Printer-friendly versionPrinter-friendly version

Unit Summary

  • Chi-square Test of Independence
  • Finding Expected Counts from Observed Counts
  • Minitab Steps for Chi-square Test for Independence
  • Condition for Using the Chi-square Test
  • A 2 × 2 Table: Special Case of Chi-square Test Similar to Z-Test of Two Independent Proportions

reading assignmentReading Assignment
An Introduction to Statistical Methods and Data Analysis, (see Course Schedule).

 

Chi-square Test of Independence

How to test the independence of two categorical variables? It will be done using the Chi-square test of independence. As will all prior statistical tests we need to define null and alternative hypotheses.  Also, as we have learned, the null hypothesis is what is assumed to be true until we have evidence to go against it.  In this lesson, we are interested in researching if two categorical variables are related or associated (i.e. dependent).  Therefore, until we have evidence to suggest that they are we must assume that they are not.  This is the motivation behind the hypothesis for the Chi-square Test of Independence:

\(H_0\): In the population, the two categorical variables are independent.
\(H_a\): In the population, two categorical variables are dependent.

[NOTE: The are several ways to phrase these hypotheses.  Instead of using the words "independent" and "dependent" one could say "there is no relationship between the two categorical variables" versus "there is a relationship between the two categorical variables".  The important part is that the null hypothesis refers to the two categorical variables not being related while the alternative is trying to show that they are related.]

Once we have gathered our data we summarize the data in the two-way contingency table.  This table represents the observed counts and is called the Observed Counts Table or simply the Observed Table.  The contingency table on the introduction page to this lesson represented the observed counts of the party affiliation and opinion for those surveyed. The question becomes, "How would this table look if the two variables were not related?"  That is, under the null hypothesis that the two variables are independent, what would we expect to find in our data if the two variables (e.g. Party Affiliation and Opinion) were not related?  We need to find what is called the Expected Counts Table or simply the Expected Table.  This table displays what the counts would be for our sample data if there were no association between the variables.

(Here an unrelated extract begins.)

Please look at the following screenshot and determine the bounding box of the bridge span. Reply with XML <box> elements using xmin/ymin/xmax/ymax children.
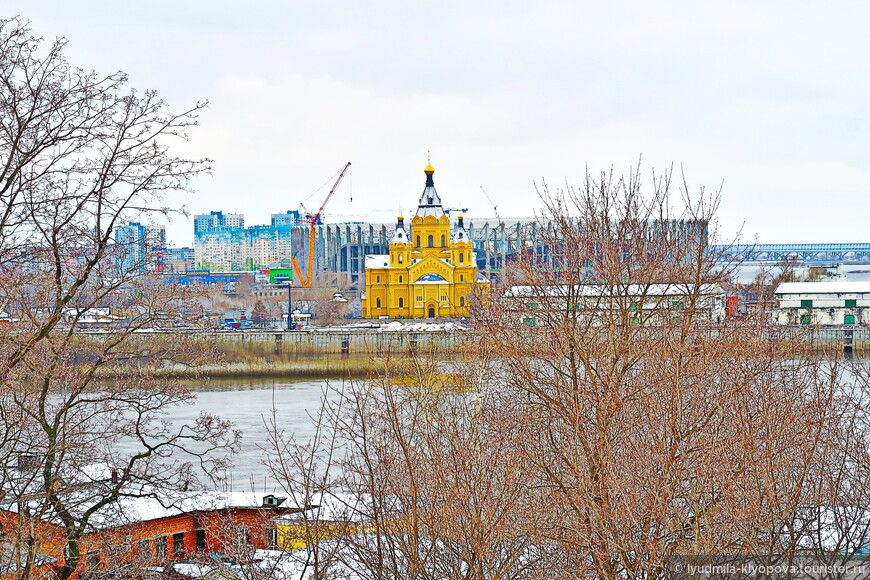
<box><xmin>712</xmin><ymin>243</ymin><xmax>870</xmax><ymax>264</ymax></box>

Finding Expected Counts from Observed Counts

Once we have the observed counts we need to compute the expected counts under the null hypothesis that the two categorical variables are independent.  This is done using the marginal totals and overall total to compute expected counts for each cell of the table.  In words, to find the expected count for each cell in the table we take multiply the marginal row and column totals for that cell and divide by the overall total.  Formulaically for each cell this is:

\[E=\frac{row\ total \times column\ total}{sample\ size} \]

To demonstrate, we will use the Party Affiliation and Opinion on Tax Reform example.

Observed Table:

  favor indifferent opposed total
democrat 138 83 64 285
republican 64 67 84 215
total 202 150 148 500

Calculating Expected Counts from Observed Counts

  favor indifferent opposed total
democrat \[\frac{285\cdot 202}{500}=115.14\] \[\frac{285\cdot 150}{500}=85.5\] \[\frac{285\cdot 148}{500}=84.36\] 285
republican \[\frac{215\cdot 202}{500}=86.86\] \[\frac{215\cdot 150}{500}=64.5\] \[\frac{215\cdot 148}{500}=63.64\] 215
total 202 150 148 500

To better understand what these expected counts represent, first recall that the expected counts table is designed to reflect what the sample data counts would be if the two variables were independent.  Taking what we know of independent events, we would be saying that the sample counts should show a similarity on opinions of tax reform between democrats and republicans.  If you find the proportion of each cell by taking a cell's expected count divided by it's row total, you will discover that in the expected table each opinion proportion is the same for democrats and repulicans.  That is, from the expected counts, 0.404 of the democrats and 0.404 of the republicans favor the bill; 0.3 of the democrats and 0.3 of the republicans are indifferent; and 0.296 of the democrats and 0.296 of the republicans are opposed.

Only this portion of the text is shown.